Looking at the ogive, you can see that 30 states had a percent change in tuition levels of about 25% or less.

There are occasions where the class limits in the frequency distribution are predetermined. *Example 2.2.8* demonstrates this situation.

Example \(\PageIndex{8}\) creating a frequency distribution and histogram

The following are the percentage grades of 25 students from a statistics course. Make a frequency distribution and histogram.

62 | 87 | 81 | 69 | 87 | 62 | 45 | 95 | 76 | 76 |

62 | 71 | 65 | 67 | 72 | 80 | 40 | 77 | 87 | 58 |

84 | 73 | 93 | 64 | 89 |

*Table 2.2.7**: Data of Test Grades*

**Solution**:

Since this data is percent grades, it makes more sense to make the classes in multiples of 10, since grades are usually 90 to 100%, 80 to 90%, and so forth. It is easier to not use the class boundaries, but instead use the class limits and think of the upper class limit being up to but not including the next classes lower limit. As an example the class 80 – 90 means a grade of 80% up to but not including a 90%. A student with an 89.9% would be in the 80-90 class.

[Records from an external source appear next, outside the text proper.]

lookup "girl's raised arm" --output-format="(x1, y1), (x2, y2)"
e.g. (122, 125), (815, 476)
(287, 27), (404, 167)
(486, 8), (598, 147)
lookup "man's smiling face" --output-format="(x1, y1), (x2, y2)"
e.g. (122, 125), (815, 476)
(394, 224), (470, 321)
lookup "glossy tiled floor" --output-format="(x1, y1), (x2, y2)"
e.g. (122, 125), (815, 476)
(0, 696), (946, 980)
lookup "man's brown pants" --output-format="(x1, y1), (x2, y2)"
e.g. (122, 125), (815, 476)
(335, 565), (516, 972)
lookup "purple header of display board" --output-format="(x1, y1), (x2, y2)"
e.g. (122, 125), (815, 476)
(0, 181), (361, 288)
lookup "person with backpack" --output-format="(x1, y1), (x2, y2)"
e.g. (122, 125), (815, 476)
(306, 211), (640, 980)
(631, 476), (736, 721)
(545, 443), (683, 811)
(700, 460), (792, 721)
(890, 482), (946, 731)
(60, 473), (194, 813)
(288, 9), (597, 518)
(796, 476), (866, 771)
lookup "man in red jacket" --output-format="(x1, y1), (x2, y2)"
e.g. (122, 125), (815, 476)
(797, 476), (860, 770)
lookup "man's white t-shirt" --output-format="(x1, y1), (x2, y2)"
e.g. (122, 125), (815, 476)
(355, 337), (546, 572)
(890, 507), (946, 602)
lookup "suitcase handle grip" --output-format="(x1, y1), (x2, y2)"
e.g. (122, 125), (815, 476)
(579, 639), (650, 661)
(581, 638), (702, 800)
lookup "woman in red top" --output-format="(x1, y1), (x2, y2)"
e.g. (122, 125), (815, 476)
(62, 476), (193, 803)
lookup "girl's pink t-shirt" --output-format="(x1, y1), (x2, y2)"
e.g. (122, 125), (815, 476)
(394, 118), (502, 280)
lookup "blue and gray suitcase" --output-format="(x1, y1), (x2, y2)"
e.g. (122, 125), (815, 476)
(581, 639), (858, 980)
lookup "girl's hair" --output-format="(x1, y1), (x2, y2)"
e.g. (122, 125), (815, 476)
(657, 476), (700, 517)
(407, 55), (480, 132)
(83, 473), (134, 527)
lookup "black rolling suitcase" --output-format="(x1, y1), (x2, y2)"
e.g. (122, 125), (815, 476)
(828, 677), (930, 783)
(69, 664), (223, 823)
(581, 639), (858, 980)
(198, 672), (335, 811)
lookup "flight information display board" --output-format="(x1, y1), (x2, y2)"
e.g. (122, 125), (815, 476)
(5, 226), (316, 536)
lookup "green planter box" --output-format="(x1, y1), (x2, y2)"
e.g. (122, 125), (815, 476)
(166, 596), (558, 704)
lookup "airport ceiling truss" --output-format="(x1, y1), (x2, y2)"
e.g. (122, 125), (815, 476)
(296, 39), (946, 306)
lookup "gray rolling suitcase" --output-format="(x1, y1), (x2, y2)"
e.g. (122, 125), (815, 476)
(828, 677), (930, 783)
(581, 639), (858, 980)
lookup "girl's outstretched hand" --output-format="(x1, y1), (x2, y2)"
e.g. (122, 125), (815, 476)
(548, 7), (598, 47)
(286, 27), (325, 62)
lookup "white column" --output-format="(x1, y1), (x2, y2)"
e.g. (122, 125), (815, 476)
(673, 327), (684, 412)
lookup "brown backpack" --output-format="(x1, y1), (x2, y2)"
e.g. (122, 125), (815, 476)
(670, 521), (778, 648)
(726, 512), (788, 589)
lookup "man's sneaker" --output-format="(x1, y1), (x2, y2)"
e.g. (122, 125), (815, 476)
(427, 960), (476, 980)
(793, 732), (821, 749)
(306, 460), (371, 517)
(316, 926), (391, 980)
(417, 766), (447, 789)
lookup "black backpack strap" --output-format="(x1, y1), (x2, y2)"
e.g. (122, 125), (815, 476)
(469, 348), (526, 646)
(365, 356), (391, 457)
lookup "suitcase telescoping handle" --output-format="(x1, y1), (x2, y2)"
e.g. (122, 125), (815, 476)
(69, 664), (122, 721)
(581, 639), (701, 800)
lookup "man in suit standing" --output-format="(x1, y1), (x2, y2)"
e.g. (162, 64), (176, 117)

Class Limit | Class Midpoint | Tally | Freqeuncy |
---|---|---|---|

40-50 | 45 | \( || \) | 2 |

50-60 | 55 | \( | \) | 1 |

60-70 | 65 | \( \cancel{||||} || \) | 7 |

70-80 | 75 | \( \cancel{||||} | \) | 6 |

80-90 | 85 | \( \cancel{||||} || \) | 7 |

90-100 | 95 | \( || \) | 2 |

*Table 2.2.8**: Frequency Distribution for Test Grades*

*Graph 2.2.13**: Histogram for Test Grades*

It appears that most of the students had between 60 to 90%. This graph looks somewhat symmetric and also bimodal. The same number of students earned between 60 to 70% and 80 to 90%.

There are other types of graphs for quantitative data. They will be explored in the next section.